Here is rooting for 25k total by then! I told my friends we would have a bbq at my place when inventory got that high.


Submitted by lindismith on August 2, 2006 - 2:09pm.

So is our next meeting at your place then, Josh? ;)

Submitted by Diego Mamani on August 2, 2006 - 2:24pm.

I like the fact that the vertical axis starts from zero, so that the graphs don't overstate any trends. It's shocking that there are almost four times as many units for sale than only two years ago.

Submitted by privatebanker on August 3, 2006 - 6:50am.

This is shaping up to be quite the "Log Jam". It will be interesting to see it break loose.

Submitted by barnaby33 on August 3, 2006 - 7:08am.

If you saw my place you would cringe. I live in a 1 bedroom in Northpark, which is dominated by my 4 kids. The eldest is a dining room table, the other three are my wine fridges.


Submitted by ocrenter on August 3, 2006 - 7:50am.

"We are seeing an increase of inventories to normal levels, but it has dramatically changed the psychology of the market."
Leslie Appleton-Young, chief economist for the California Association of Realtors.

Submitted by lamoneyguy on August 3, 2006 - 11:06am.

"We are seeing an increase of inventories to normal levels, but it has dramatically changed the psychology of the market."
Leslie Appleton-Young, chief economist for the California Association of Realtors.

Going from Euphoria to reality is the same reason Heroin addicts have a hard time with real life.

Submitted by bubba99 on August 3, 2006 - 4:35pm.

Of course it is a bubble!

During the discussion of bubble or no bubble, people tend to cite history and argue that we have seen housing correction in the past and never has there been anything like the crash currently forecasted for California housing. But this crash is not the product of nature, but the product of 9/11

Remember back in late 2000 and early 2001, how the dot com bubble had burst and the stock market began a significant slide. It was not coming back, and then 9/11 struck and the market began to crash. The only thing the United States could do to counter the looming financial disaster was to inject liquidity into the market place. I don’t think the Federal Reserve intended the real estate market to move so quickly, but it was a conscious decision to combat a financial panic after 9/11. Why else would an economy based on growing under employment create a trillion dollars in new wealth?
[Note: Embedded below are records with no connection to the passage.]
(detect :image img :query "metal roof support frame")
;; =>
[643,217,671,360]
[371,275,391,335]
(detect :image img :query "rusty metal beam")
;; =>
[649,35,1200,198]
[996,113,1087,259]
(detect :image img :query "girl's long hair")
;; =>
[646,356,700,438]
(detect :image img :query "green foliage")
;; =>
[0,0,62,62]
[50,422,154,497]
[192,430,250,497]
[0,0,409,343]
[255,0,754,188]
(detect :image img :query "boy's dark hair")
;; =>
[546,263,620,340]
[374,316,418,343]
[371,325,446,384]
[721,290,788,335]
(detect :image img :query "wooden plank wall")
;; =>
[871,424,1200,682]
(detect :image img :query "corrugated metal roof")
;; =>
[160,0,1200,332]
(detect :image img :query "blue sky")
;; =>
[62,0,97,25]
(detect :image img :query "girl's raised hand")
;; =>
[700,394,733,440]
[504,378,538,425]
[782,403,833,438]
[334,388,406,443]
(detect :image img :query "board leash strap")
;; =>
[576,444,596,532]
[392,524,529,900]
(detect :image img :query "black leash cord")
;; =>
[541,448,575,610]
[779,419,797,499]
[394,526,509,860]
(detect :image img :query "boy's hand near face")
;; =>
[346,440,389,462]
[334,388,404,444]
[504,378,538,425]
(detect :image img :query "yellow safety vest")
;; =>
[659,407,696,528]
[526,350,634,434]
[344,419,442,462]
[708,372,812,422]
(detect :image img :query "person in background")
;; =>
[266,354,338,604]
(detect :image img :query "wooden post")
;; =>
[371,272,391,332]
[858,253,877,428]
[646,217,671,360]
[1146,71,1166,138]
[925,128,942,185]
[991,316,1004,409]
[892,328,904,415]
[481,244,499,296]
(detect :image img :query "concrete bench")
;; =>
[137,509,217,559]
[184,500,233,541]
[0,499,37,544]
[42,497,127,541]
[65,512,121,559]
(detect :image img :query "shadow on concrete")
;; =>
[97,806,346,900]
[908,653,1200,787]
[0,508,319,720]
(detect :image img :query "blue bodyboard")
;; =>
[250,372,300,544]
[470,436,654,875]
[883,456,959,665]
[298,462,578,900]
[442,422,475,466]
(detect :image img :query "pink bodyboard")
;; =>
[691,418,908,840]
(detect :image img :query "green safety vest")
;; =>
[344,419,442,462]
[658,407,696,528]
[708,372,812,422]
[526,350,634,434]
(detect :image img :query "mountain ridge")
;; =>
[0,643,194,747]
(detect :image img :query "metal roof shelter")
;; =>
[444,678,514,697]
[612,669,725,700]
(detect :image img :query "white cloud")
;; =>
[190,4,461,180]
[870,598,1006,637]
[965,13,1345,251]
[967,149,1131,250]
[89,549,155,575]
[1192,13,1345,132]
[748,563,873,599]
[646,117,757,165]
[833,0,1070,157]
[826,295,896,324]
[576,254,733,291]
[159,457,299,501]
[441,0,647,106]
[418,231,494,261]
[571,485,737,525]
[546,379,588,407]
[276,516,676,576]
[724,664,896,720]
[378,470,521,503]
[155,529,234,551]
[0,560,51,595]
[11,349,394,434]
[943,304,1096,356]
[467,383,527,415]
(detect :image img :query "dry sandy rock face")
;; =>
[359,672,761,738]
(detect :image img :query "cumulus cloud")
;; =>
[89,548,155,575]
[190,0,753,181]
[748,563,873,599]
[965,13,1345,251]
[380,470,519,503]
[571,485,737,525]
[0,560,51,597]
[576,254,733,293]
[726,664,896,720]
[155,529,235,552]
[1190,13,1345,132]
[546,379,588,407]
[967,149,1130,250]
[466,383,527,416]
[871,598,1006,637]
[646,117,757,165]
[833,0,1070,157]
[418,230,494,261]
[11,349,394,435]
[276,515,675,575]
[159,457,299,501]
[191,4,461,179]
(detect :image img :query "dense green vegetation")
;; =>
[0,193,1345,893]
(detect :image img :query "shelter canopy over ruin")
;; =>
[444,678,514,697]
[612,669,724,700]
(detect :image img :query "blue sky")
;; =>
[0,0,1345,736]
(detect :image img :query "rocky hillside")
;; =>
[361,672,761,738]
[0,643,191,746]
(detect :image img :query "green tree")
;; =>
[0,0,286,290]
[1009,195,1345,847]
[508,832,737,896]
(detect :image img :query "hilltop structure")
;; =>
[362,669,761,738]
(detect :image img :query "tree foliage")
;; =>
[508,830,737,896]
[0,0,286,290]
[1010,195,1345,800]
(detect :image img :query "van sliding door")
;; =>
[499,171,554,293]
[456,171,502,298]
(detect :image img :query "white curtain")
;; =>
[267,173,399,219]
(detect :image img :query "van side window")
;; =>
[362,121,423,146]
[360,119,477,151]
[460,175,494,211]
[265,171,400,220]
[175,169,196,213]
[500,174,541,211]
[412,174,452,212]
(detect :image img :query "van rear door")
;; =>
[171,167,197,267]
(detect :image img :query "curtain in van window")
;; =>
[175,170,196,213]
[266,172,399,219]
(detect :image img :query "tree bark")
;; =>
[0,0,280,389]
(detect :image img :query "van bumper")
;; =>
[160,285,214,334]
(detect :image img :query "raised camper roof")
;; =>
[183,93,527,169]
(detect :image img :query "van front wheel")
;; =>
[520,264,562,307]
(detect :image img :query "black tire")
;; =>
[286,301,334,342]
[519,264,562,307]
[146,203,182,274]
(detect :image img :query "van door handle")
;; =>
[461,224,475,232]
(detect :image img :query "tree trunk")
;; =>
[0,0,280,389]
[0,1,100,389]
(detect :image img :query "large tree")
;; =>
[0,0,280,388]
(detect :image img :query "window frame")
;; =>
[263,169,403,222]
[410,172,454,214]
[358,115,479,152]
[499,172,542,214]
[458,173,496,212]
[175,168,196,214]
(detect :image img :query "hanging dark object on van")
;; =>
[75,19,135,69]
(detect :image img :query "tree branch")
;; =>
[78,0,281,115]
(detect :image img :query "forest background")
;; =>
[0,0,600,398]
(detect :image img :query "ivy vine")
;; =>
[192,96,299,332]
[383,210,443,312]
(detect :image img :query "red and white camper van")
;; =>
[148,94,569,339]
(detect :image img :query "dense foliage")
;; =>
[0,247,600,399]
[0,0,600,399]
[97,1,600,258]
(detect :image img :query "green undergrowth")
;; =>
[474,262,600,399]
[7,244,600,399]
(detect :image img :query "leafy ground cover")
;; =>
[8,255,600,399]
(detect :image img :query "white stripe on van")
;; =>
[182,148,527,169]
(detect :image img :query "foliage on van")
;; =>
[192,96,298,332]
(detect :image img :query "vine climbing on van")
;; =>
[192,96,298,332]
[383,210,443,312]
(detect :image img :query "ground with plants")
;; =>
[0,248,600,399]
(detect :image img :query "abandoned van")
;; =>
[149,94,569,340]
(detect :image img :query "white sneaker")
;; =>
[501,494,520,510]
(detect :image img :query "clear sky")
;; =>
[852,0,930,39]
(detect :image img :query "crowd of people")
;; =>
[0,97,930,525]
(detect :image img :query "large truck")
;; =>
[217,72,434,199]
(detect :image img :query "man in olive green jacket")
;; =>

Like all attempts to control the economy by the fed, this one had un- intended consequences. Housing almost doubling in value was un-intended, but OK as long as it did not get too far out of control. The early increases in housing values must have been read as a positive result by the fed. It allowed people to borrow against their houses and raised consumer sales across the board. As it developed in late 2002 and through 2003, the federal reserve must have been delighted that they were able to stave off the financial disaster from 9/11 and create trillions of dollars in real estate value all at the same time. The stock markets were not only stabilized, but growing with gusto. People speculated with two and three houses, serially refinanced their own home and took full advantage of the liquidity injected by the artificially low interest rates.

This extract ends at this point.